Unlike women, who seem to keep their friends and add to them readily, men get married, have kids, and gradually so immerse themselves in their families that many of their friendships wither and die. One day, a man wakes up and wonders where all the the other guys he hung with vanished to.

For men, it’s all too easy to let friends gradually drift away.

I wish I could say that in the Church it was better, but I wonder about that. When I watch people who don’t know Jesus, it seems that the very lack of Him in their lives forces them to reach out, to value friendship just a wee bit more. I know a lot of Christian men who, if asked in confidence, would confess they are lonely.

In talking with this friend last night, we both noted how hard it was to get any group of people together. Everyone is so scheduled. Some have bought into a cocoon mentality and can’t seem to break out. Instead of doing anything as a group with friends, we instead pursue hobbies that can work without a group or we fall into a routine of only doing activities with our wives or kids.
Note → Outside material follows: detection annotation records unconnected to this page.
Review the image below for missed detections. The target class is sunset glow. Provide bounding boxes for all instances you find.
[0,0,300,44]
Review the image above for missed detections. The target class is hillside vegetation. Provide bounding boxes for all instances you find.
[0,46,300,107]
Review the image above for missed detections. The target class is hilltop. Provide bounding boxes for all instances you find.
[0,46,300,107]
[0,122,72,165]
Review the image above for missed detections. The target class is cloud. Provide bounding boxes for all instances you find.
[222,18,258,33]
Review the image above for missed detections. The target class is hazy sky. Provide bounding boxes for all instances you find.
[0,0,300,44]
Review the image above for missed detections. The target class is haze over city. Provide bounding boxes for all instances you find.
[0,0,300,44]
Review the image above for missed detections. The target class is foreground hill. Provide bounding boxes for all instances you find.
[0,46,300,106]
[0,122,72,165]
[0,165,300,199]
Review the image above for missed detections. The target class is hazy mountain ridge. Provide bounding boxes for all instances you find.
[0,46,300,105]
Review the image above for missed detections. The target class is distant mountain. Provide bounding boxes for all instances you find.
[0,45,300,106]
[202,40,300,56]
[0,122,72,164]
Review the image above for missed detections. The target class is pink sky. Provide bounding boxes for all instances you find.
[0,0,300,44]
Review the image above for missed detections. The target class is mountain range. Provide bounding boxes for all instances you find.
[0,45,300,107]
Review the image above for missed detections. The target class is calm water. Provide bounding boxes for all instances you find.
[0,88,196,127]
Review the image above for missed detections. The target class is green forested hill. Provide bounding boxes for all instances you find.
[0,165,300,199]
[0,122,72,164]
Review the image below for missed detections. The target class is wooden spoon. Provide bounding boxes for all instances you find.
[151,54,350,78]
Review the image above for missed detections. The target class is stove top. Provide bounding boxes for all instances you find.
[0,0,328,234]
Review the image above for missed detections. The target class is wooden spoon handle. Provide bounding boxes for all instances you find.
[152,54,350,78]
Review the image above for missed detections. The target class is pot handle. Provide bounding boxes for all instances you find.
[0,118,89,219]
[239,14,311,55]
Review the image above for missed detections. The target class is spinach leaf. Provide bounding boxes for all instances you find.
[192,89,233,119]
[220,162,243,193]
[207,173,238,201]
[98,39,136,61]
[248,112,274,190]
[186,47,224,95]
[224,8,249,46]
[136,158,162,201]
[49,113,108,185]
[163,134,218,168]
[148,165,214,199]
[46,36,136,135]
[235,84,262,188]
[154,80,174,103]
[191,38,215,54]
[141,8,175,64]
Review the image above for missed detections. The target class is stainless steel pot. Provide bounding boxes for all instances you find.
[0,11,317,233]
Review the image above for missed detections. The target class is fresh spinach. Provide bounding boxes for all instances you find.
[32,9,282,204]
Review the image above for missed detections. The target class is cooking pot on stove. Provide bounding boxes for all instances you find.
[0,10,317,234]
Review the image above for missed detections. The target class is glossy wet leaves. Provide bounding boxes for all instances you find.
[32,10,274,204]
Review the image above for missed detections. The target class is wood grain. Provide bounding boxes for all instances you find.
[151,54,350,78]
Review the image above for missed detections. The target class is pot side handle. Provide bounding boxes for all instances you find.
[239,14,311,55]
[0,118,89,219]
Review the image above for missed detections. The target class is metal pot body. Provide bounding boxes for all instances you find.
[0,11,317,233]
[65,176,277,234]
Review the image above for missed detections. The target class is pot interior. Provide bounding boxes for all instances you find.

Some of this is surely because of the guilt ladeled out by many parachurch organizations and some churches that contend that if we’re not spending time with our families, then we’re poor fathers and husbands. I think a lot of Christian men feel that oppressive burden. They can’t determine how much is enough or too little, so they spend all their time with their wife and kids, just to be safe—just to be “Christian.”

This is, in part, a lie.

Jesus said this:

“Every kingdom divided against itself is laid waste, and no city or house divided against itself will stand. ”
—Matthew 12:25b ESV

“Simon, Simon, behold, Satan demanded to have you, that he might sift you like wheat…”
—Luke 22:31 ESV

I am increasingly aware that the Good can be the enemy of the Best. There is too much in today’s church that appears Good on the surface, but it wars against the Best, ultimately hurting Christians and churches. Because so few Christians are actually listening to the Holy Spirit, that Best goes missing, while the Good prevails.
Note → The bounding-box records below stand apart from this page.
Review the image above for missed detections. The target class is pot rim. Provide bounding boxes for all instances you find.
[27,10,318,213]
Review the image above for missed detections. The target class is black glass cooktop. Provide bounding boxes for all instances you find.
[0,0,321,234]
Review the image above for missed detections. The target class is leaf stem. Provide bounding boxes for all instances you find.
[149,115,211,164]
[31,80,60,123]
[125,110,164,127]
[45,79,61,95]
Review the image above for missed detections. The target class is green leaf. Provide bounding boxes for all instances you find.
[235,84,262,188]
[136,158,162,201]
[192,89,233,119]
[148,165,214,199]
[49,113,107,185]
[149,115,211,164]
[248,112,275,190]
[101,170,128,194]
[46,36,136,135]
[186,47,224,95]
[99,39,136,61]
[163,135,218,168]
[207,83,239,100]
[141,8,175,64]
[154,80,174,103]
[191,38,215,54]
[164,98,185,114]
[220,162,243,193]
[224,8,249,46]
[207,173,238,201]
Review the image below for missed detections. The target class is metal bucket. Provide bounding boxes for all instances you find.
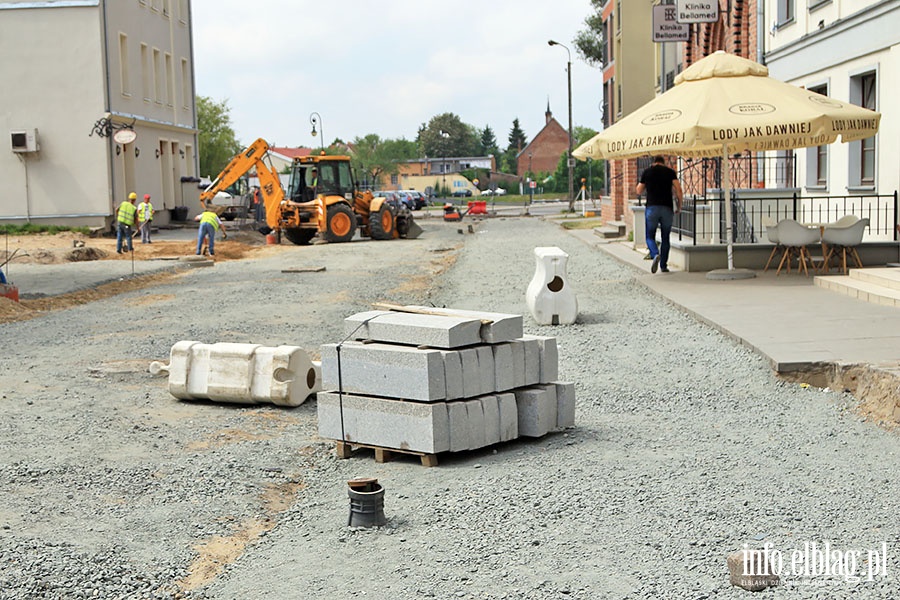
[347,477,387,527]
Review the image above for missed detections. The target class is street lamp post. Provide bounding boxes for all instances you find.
[438,129,450,194]
[547,40,575,212]
[309,112,325,152]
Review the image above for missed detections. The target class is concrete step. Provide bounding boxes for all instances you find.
[594,221,626,238]
[814,269,900,308]
[850,267,900,290]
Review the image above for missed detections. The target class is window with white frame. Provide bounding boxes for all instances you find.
[153,48,163,103]
[777,0,795,25]
[166,52,175,106]
[119,33,131,96]
[849,71,878,187]
[806,84,828,188]
[141,44,153,102]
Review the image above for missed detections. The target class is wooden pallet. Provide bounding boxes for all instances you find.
[334,441,437,467]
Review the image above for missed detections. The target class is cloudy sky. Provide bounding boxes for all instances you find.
[192,0,602,147]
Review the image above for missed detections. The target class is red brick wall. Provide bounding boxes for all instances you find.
[516,118,569,177]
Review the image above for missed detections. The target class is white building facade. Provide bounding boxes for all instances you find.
[764,0,900,233]
[0,0,198,227]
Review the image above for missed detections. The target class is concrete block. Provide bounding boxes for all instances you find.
[525,246,578,325]
[475,346,494,396]
[316,392,450,454]
[522,334,559,383]
[465,398,485,450]
[344,310,481,348]
[459,348,481,398]
[150,341,321,406]
[553,381,575,429]
[496,393,519,442]
[440,350,465,400]
[408,306,523,344]
[322,342,450,402]
[481,395,500,446]
[490,344,516,392]
[447,402,469,452]
[520,338,541,385]
[515,385,556,437]
[509,340,525,388]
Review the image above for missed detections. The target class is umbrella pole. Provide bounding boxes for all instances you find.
[706,145,756,279]
[722,144,734,271]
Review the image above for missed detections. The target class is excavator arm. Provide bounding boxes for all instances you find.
[200,138,284,229]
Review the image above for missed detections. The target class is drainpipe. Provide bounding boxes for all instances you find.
[100,0,116,223]
[756,0,766,65]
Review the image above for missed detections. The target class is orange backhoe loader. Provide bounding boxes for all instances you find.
[200,139,422,245]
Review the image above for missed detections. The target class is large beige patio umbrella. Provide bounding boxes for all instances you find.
[572,50,881,278]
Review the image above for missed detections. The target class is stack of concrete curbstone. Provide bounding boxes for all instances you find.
[317,306,575,454]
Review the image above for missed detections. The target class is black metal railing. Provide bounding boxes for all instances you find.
[680,152,797,196]
[673,190,900,245]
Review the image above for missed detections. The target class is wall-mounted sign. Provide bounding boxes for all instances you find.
[675,0,719,23]
[653,4,691,43]
[113,129,137,146]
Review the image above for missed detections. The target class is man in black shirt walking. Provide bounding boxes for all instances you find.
[635,156,684,273]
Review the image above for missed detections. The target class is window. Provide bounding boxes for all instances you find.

It is good that a man spends time with his wife and family, but the Church begins to hurt when men do not gather together regularly as just men. The lonely Christian man is a symptom of a breakdown in fellowship that is hurting our churches.

Some churches may offer a large group gathering for men every now and then. While that’s a start, it is no substitute for getting together more regularly. It’s also not a replacement for small groups of men gathering for a more intimate fellowship. Larger groups tend to stifle the kind of relational intimacy that men are dying for.

Whether large or small, groups of Christian men getting together offer the chance for men to get down on their knees together and pray the way men pray. Men and women pray differently, and it is to the shame of men that the prayers groups in most churches are comprised almost entirely of elderly women.

In reference to those Bible verses above, division is a bad thing. And Christian men are too often divided/separated by the world. We have believed lies about responsibilities that prevent us from getting together, and the result is that the Church limps along because men are off being individuals at a time when we should be united.

A house divided cannnot stand. Keep men apart; that’s the Enemy’s strategy.

Back in the 1990s, the whole men’s movement was a welcome awakening, but it was so heavily commercialized that it was doomed to fail. Too many moneychangers saw it as an opportunity to make some moolah, and love of money has a way of dooming many worthwhile Christian ministries.

In addition, the men’s movement of the 1990s was too national. It needed to be localized, and it never was, so it was doomed there too.

Christian men don’t need a commercialized, national movement. We need to cultivate friendships with other men on a local level. And as Christians, we need to rediscover what it means to be standing in the gap and covering each other’s backs.

Time is running out for us to do this. But too few recognize this because we are not getting together to discuss and counter it in the way that only Christian men can.